Before the accident Bitson was one of the finest receivers in Tulsa's pass-happy history. A second-team All-America as a junior in 1989 and seemingly a cinch to be drafted by the pros, Bitson was only 173 yards away from breaking Howard Twilley's school record of 3,343 yards in receptions. But then came the accident, which occurred in Tulsa after an unlicensed driver suffered a seizure and swerved into Bitson's lane.
Bitson, who was pinned in his car for 45 minutes, underwent 12 hours of surgery that day. His injuries included fractures of both thigh bones, a broken right kneecap, a fractured right wrist, extensive cartilage and ligament damage in both knees, and muscle and nerve damage in his right leg.
Bitson's arduous rehabilitation began in January 1990 and continued until last February, when he was deemed fit enough to begin working out with the team. He participated in spring practice but didn't get contact work until this fall, when he proved to coach Dave Rader that he could take a hit. Although Bitson came to feel that he was back to about 90% of his former self, that wasn't enough to win back his starting job.

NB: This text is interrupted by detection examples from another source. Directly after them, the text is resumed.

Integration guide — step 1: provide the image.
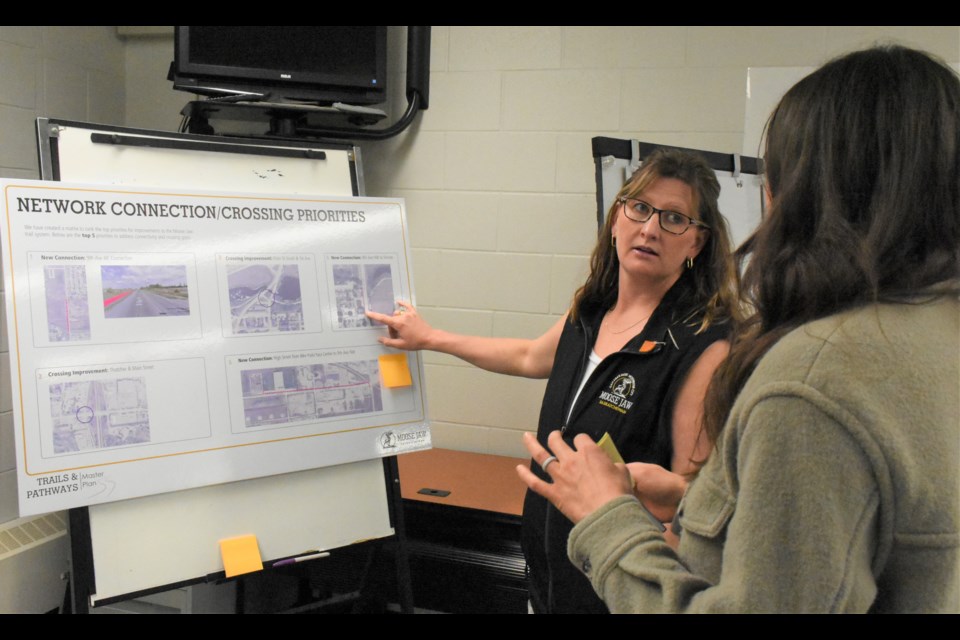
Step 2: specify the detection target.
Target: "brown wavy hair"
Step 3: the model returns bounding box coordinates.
[704,46,960,442]
[570,148,740,332]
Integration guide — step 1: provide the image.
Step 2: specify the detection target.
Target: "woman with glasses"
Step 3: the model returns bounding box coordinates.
[518,47,960,613]
[367,150,736,613]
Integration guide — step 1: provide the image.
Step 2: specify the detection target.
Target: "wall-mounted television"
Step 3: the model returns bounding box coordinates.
[171,26,387,104]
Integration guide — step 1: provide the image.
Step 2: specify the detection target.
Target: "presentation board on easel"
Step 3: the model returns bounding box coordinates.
[592,137,763,247]
[11,120,429,604]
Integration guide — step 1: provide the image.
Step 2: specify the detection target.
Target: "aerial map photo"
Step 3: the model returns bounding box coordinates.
[50,378,150,453]
[227,264,304,333]
[240,360,383,427]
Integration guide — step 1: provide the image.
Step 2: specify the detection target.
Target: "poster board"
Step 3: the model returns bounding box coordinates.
[0,180,430,515]
[16,119,416,604]
[592,137,763,247]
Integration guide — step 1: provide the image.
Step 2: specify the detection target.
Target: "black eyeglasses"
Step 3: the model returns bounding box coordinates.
[617,198,710,236]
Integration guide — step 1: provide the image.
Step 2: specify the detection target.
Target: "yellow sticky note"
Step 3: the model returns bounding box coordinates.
[597,433,623,463]
[220,535,263,578]
[380,353,413,388]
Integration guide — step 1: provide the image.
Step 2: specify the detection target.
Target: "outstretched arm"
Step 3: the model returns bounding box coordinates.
[367,301,567,378]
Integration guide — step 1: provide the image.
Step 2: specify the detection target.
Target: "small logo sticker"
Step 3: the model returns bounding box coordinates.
[377,424,431,456]
[600,373,637,413]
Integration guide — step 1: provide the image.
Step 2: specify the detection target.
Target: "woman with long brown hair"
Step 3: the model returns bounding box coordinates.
[518,46,960,612]
[367,150,737,613]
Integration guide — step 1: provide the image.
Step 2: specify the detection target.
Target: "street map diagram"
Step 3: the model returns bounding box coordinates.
[227,264,304,334]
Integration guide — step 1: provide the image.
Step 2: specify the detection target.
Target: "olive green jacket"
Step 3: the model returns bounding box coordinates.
[568,295,960,613]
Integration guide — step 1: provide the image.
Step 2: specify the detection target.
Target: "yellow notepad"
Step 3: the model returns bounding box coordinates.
[220,535,263,578]
[380,353,413,389]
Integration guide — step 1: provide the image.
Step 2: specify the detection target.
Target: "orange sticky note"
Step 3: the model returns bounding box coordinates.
[220,535,263,578]
[597,433,623,464]
[380,353,413,388]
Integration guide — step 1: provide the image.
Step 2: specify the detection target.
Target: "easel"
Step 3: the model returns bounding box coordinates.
[37,119,413,612]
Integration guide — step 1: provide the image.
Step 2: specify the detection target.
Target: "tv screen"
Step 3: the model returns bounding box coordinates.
[173,26,387,104]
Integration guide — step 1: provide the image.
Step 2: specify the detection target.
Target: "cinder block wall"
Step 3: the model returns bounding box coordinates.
[352,26,960,456]
[0,27,126,523]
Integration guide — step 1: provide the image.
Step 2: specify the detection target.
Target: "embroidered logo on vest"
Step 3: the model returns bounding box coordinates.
[600,373,637,413]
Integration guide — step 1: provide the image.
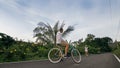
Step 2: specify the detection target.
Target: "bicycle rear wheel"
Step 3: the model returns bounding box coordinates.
[48,48,62,63]
[71,49,81,63]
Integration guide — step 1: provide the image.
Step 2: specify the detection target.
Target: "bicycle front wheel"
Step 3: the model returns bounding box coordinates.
[48,48,62,63]
[71,49,81,63]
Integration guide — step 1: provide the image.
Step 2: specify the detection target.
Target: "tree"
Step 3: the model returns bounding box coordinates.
[33,21,74,45]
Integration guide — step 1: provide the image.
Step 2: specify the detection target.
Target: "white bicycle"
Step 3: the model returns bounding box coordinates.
[48,45,81,63]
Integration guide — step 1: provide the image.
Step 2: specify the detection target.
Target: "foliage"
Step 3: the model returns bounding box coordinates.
[33,21,74,45]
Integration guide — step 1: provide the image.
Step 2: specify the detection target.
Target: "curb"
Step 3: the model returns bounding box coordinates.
[113,54,120,63]
[0,59,48,64]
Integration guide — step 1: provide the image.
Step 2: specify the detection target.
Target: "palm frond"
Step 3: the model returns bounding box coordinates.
[63,26,74,37]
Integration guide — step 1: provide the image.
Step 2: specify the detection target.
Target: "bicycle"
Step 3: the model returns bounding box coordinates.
[48,45,81,63]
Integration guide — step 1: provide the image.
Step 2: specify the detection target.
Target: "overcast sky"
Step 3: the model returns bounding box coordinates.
[0,0,120,41]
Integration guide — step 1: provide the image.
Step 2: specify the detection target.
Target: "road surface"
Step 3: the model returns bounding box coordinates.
[0,53,120,68]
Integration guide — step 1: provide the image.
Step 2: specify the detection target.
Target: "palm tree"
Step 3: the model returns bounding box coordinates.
[33,21,74,45]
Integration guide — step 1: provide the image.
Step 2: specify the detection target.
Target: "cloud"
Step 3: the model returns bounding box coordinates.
[0,0,120,40]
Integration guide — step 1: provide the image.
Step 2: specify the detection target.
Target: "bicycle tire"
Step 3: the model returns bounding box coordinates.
[71,49,81,63]
[48,48,62,63]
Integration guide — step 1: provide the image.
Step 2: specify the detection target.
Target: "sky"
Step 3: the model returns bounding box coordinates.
[0,0,120,41]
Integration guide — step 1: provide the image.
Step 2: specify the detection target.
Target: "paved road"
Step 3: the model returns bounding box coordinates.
[0,53,120,68]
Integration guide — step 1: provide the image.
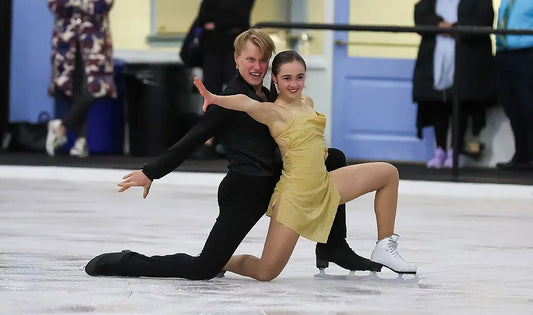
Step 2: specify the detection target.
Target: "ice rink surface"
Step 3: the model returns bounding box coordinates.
[0,166,533,314]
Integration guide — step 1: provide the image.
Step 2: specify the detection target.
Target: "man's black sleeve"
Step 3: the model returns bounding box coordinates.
[142,105,229,180]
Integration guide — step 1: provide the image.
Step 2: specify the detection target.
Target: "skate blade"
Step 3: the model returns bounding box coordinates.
[314,270,420,284]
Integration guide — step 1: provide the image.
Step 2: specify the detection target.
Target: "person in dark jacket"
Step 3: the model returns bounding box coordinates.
[495,0,533,170]
[85,29,381,280]
[413,0,496,168]
[198,0,255,157]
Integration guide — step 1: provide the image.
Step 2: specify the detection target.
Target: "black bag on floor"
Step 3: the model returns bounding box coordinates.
[180,18,202,68]
[4,112,50,152]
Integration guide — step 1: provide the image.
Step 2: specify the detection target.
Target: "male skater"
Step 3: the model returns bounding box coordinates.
[85,29,381,280]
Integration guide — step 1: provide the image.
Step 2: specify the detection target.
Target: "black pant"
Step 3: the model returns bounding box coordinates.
[111,149,346,280]
[55,47,95,137]
[495,48,533,163]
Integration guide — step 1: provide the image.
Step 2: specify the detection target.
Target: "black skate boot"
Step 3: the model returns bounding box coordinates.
[315,242,382,272]
[85,250,133,276]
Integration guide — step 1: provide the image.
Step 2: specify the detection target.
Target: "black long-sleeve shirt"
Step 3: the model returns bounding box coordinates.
[143,75,282,180]
[198,0,255,52]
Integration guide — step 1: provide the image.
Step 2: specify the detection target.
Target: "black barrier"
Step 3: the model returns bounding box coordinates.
[253,22,533,177]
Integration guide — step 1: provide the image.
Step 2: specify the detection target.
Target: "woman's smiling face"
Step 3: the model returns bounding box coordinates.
[275,61,305,100]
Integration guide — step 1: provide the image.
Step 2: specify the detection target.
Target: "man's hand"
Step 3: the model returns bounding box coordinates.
[118,170,152,199]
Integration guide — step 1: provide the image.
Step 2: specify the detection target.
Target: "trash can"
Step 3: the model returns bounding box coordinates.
[123,62,201,156]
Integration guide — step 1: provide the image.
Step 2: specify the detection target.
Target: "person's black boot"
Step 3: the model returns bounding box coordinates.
[315,242,381,271]
[85,250,133,276]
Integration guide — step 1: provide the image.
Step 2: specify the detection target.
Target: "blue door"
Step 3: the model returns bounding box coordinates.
[332,0,434,161]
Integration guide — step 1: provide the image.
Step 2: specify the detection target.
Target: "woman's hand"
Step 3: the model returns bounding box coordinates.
[118,170,152,199]
[193,77,216,112]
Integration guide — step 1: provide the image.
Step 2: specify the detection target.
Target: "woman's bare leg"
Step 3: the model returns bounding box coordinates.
[224,211,299,281]
[330,162,399,240]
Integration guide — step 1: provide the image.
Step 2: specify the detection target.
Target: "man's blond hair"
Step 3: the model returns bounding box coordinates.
[234,28,276,59]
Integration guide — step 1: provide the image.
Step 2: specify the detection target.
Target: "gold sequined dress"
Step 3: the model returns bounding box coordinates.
[267,110,340,243]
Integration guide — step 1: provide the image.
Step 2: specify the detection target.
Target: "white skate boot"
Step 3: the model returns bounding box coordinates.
[370,234,416,274]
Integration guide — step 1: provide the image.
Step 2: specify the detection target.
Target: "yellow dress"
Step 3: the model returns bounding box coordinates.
[267,110,340,243]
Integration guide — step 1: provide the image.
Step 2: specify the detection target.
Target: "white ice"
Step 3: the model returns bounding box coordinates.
[0,166,533,314]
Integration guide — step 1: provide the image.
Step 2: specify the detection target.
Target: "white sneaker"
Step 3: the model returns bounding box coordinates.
[370,234,416,273]
[70,137,89,157]
[46,119,67,156]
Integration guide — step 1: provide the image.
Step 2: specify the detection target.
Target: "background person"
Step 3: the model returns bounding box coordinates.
[46,0,117,157]
[413,0,496,168]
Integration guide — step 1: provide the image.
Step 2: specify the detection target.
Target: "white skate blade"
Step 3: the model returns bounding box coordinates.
[314,270,420,284]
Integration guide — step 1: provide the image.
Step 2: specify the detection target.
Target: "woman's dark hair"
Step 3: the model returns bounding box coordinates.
[269,50,307,101]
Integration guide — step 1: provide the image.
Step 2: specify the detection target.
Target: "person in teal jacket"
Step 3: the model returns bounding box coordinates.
[495,0,533,170]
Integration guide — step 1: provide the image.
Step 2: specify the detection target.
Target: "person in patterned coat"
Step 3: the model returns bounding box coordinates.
[46,0,117,157]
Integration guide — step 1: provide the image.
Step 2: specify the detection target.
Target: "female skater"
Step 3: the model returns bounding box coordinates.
[194,51,416,281]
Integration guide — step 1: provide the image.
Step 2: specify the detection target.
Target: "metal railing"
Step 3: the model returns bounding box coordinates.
[253,22,533,177]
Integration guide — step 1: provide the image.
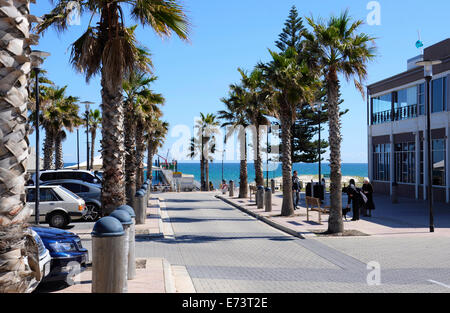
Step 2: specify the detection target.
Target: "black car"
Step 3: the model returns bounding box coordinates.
[31,226,89,283]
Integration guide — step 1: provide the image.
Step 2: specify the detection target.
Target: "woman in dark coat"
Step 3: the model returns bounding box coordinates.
[362,178,375,216]
[347,179,363,221]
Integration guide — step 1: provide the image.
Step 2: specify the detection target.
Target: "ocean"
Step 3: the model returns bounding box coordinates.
[174,162,368,188]
[64,162,368,188]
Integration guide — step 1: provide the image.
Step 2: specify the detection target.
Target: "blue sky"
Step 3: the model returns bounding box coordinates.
[30,0,450,163]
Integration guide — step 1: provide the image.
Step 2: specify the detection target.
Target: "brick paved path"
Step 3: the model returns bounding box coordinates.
[136,193,450,293]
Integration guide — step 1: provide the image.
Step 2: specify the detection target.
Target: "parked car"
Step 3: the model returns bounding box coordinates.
[31,225,89,282]
[42,179,102,221]
[25,186,86,228]
[32,169,102,185]
[31,229,52,281]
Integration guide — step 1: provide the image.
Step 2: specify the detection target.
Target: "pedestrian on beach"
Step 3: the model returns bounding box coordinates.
[362,178,375,217]
[346,178,367,221]
[292,171,302,210]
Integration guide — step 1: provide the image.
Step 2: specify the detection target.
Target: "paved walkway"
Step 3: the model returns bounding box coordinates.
[141,192,450,293]
[216,188,450,237]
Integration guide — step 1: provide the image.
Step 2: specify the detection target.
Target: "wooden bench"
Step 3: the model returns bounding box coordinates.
[306,197,330,224]
[248,185,258,201]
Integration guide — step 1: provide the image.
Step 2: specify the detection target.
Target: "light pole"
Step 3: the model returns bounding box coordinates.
[81,101,94,171]
[312,102,325,186]
[30,50,50,225]
[416,60,442,233]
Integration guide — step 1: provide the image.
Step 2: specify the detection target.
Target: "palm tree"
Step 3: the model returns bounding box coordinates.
[189,113,219,191]
[0,1,43,293]
[135,91,165,188]
[145,119,169,182]
[89,109,102,166]
[218,85,250,198]
[258,47,318,216]
[38,0,189,215]
[305,11,375,233]
[238,68,270,186]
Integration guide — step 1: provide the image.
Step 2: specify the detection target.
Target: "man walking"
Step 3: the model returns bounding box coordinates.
[292,171,302,210]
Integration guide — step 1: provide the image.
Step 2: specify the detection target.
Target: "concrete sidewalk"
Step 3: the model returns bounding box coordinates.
[39,195,196,293]
[216,192,450,238]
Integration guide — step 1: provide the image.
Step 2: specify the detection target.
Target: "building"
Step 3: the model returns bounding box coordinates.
[367,38,450,203]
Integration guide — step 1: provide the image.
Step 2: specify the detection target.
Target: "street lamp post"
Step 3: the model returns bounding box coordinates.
[34,67,41,225]
[416,60,442,233]
[30,50,50,225]
[81,101,94,171]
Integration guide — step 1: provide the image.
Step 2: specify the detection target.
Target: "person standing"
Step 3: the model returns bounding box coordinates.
[292,171,302,210]
[346,179,363,221]
[362,178,375,217]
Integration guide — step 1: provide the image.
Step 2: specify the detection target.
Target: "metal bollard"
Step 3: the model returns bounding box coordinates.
[109,209,133,293]
[91,216,125,293]
[134,189,146,225]
[117,204,136,280]
[264,188,272,212]
[256,186,264,209]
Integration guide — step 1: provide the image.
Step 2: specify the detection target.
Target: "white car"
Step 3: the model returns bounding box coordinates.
[25,186,87,228]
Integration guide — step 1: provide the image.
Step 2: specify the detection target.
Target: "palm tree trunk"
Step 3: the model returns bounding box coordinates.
[55,132,64,170]
[136,123,145,190]
[328,75,344,234]
[281,103,294,216]
[0,1,39,293]
[101,69,126,215]
[89,126,97,168]
[205,159,210,191]
[44,129,55,170]
[124,107,137,206]
[239,129,248,198]
[147,140,155,180]
[254,124,264,186]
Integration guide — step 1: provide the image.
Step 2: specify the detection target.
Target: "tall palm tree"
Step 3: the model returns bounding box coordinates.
[135,95,165,188]
[89,109,102,166]
[218,84,250,198]
[189,113,219,191]
[238,68,269,186]
[258,47,318,216]
[305,11,375,233]
[0,1,43,293]
[50,96,83,169]
[145,119,169,182]
[38,0,189,215]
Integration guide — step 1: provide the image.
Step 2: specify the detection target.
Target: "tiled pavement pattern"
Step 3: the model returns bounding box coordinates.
[141,193,450,293]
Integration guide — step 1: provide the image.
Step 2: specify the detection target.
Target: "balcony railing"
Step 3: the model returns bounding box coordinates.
[372,105,417,125]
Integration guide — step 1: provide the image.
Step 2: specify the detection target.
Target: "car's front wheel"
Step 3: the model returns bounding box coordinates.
[48,212,69,228]
[83,203,100,221]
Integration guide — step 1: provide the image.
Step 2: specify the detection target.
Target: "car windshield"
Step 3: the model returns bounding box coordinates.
[59,186,81,199]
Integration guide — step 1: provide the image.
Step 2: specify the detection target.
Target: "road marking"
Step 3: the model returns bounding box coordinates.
[428,279,450,289]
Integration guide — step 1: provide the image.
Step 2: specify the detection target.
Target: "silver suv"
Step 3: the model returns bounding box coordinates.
[33,169,102,184]
[26,186,87,228]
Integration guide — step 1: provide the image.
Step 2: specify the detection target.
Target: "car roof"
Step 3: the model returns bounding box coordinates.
[42,179,100,188]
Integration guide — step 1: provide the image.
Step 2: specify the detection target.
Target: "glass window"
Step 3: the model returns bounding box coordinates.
[373,144,390,181]
[432,139,446,186]
[431,77,447,113]
[417,84,425,115]
[372,93,392,124]
[394,142,416,184]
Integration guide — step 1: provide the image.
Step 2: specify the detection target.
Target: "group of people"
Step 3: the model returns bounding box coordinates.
[292,171,375,221]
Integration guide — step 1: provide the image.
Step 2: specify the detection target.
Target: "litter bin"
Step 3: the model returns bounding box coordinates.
[313,184,325,201]
[109,209,133,293]
[91,216,126,293]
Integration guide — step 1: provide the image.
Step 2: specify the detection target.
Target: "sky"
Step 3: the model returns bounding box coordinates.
[30,0,450,163]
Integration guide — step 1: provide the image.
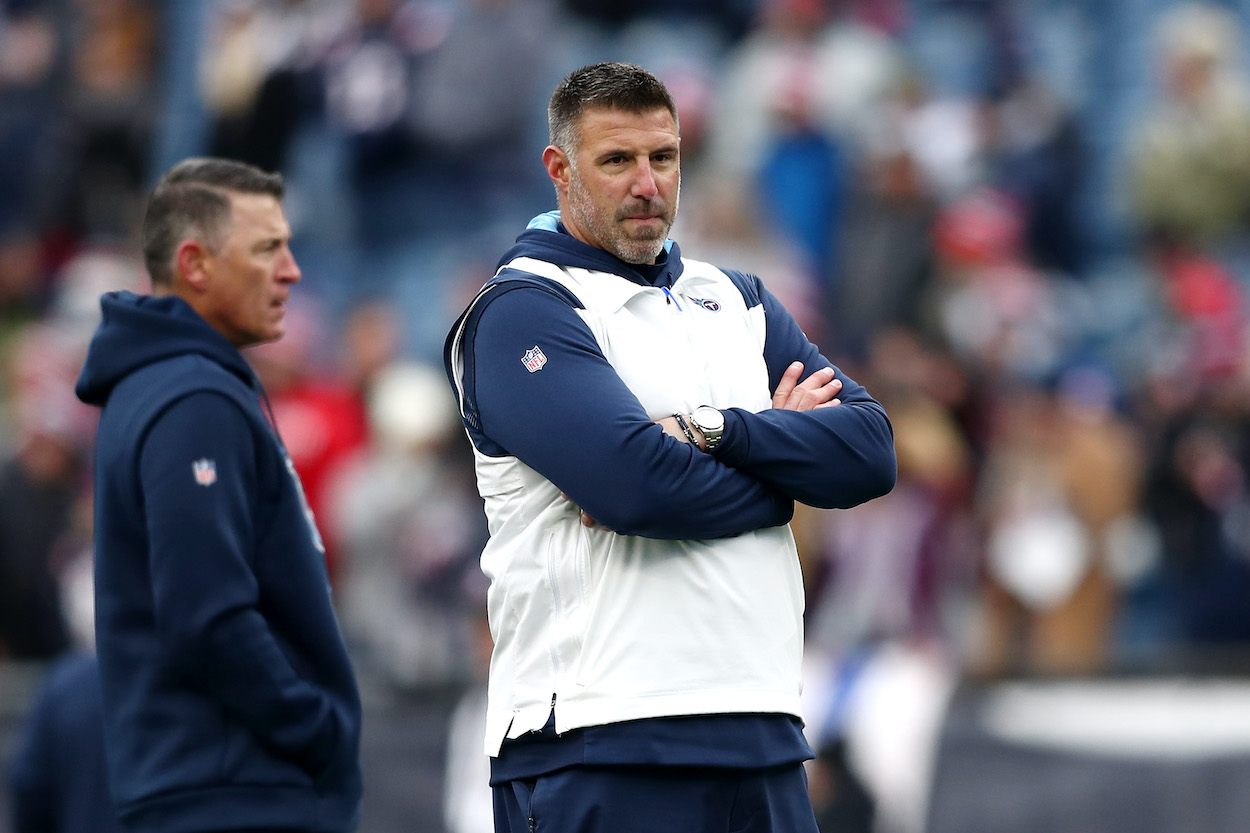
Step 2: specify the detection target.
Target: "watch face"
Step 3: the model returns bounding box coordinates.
[691,405,725,435]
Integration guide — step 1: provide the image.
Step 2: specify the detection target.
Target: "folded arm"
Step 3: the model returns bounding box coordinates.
[461,286,794,539]
[715,273,898,508]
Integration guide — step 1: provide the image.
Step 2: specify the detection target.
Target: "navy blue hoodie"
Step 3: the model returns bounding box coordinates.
[76,293,361,833]
[444,211,898,784]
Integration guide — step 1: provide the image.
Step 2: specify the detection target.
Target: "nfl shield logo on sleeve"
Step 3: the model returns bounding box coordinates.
[521,344,546,373]
[191,458,218,487]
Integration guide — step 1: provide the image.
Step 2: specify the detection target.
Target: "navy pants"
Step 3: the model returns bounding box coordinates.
[494,763,818,833]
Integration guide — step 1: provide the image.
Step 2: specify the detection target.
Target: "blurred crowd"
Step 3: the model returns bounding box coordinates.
[0,0,1250,830]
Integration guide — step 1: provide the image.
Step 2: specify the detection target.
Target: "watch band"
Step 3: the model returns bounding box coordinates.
[673,414,699,445]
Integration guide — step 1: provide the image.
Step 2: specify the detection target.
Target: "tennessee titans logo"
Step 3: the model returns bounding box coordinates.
[521,344,546,373]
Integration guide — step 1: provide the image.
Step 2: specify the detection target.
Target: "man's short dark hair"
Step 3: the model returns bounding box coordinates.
[548,61,678,154]
[144,159,285,286]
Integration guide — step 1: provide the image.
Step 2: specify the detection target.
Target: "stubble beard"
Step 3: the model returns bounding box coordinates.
[569,167,680,264]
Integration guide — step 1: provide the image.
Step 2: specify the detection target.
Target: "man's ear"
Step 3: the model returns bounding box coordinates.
[174,238,210,291]
[543,145,570,193]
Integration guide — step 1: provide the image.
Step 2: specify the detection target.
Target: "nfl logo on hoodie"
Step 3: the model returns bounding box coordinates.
[191,458,218,487]
[521,344,546,373]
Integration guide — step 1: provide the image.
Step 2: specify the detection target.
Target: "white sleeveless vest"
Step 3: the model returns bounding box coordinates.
[451,258,804,755]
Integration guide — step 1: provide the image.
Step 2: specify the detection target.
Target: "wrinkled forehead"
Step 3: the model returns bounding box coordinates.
[578,106,679,148]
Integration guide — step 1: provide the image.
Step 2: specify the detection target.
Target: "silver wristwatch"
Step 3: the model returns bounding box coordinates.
[690,405,725,452]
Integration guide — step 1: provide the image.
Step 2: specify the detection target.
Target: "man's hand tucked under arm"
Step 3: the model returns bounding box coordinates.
[765,361,843,410]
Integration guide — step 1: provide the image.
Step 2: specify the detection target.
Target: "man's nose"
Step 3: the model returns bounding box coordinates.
[278,249,304,284]
[631,160,660,200]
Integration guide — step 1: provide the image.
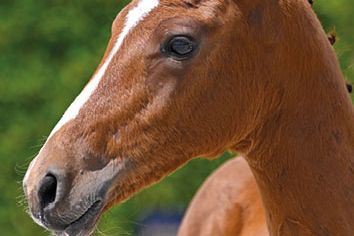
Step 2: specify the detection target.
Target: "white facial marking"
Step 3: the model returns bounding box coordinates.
[23,0,159,187]
[48,0,159,139]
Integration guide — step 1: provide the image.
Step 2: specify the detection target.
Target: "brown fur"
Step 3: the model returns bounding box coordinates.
[24,0,354,235]
[178,157,269,236]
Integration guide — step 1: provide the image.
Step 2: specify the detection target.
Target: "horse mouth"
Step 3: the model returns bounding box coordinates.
[57,200,104,236]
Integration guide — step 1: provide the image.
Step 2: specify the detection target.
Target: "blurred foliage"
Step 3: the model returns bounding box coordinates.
[0,0,354,236]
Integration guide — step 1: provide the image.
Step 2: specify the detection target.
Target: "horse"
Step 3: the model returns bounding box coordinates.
[23,0,354,236]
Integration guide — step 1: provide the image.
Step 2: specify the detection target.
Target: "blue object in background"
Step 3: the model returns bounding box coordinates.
[136,211,183,236]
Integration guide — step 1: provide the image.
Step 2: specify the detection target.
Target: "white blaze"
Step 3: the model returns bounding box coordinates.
[24,0,159,182]
[49,0,159,138]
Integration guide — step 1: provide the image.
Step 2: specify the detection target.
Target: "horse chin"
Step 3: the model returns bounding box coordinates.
[53,200,104,236]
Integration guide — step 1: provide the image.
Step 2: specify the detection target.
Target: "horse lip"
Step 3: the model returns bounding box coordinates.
[58,200,104,236]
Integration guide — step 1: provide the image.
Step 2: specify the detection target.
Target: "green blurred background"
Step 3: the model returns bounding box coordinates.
[0,0,354,236]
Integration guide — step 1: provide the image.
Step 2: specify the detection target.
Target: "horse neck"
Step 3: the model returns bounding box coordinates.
[244,12,354,235]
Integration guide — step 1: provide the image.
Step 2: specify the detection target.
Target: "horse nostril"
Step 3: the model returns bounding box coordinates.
[38,174,57,209]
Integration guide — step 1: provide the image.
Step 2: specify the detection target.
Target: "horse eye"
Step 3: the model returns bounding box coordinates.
[161,36,197,61]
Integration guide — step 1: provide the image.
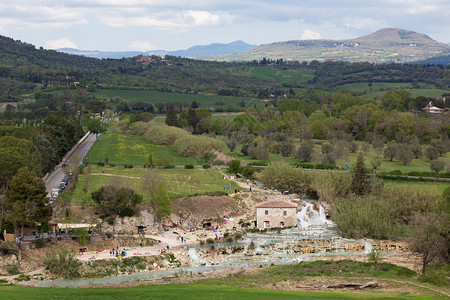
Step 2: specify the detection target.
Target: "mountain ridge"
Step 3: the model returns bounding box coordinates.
[211,28,450,63]
[56,40,256,59]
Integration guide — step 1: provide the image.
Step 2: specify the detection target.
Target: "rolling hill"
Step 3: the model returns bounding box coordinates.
[57,41,255,59]
[214,28,450,63]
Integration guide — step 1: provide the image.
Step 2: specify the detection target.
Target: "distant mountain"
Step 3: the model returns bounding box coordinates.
[214,28,450,63]
[413,54,450,66]
[56,41,255,59]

As the season wore on, Bitson began to feel more frustrated and anxious for playing time on a team that was headed for an 8-2 record and a berth in the Freedom Bowl. Going into the Ohio game, he still was getting in for only a few plays a game and had made only seven catches—none for a touchdown—for 89 yards, leaving him 84 shy of breaking Twilley's record.
"Just sitting there, watching, it takes a lot of the interest out of it for me," Bitson said earlier in the season. "I feel like I can get open, but I have a little problem doing something once I get the ball. I wait for somebody to hit me instead of making a move or putting on a show. I'd like to go in and do great things and excite the crowd like I used to do."
It didn't happen quite the way he wanted. When Bitson finally got a touchdown, his first since 1989, it was a simple catch on a short pattern, not the sort of acrobatic catch on a deep route he had envisioned. Even so, it was the most touching moment of the game for everybody who knew what Bitson had been through.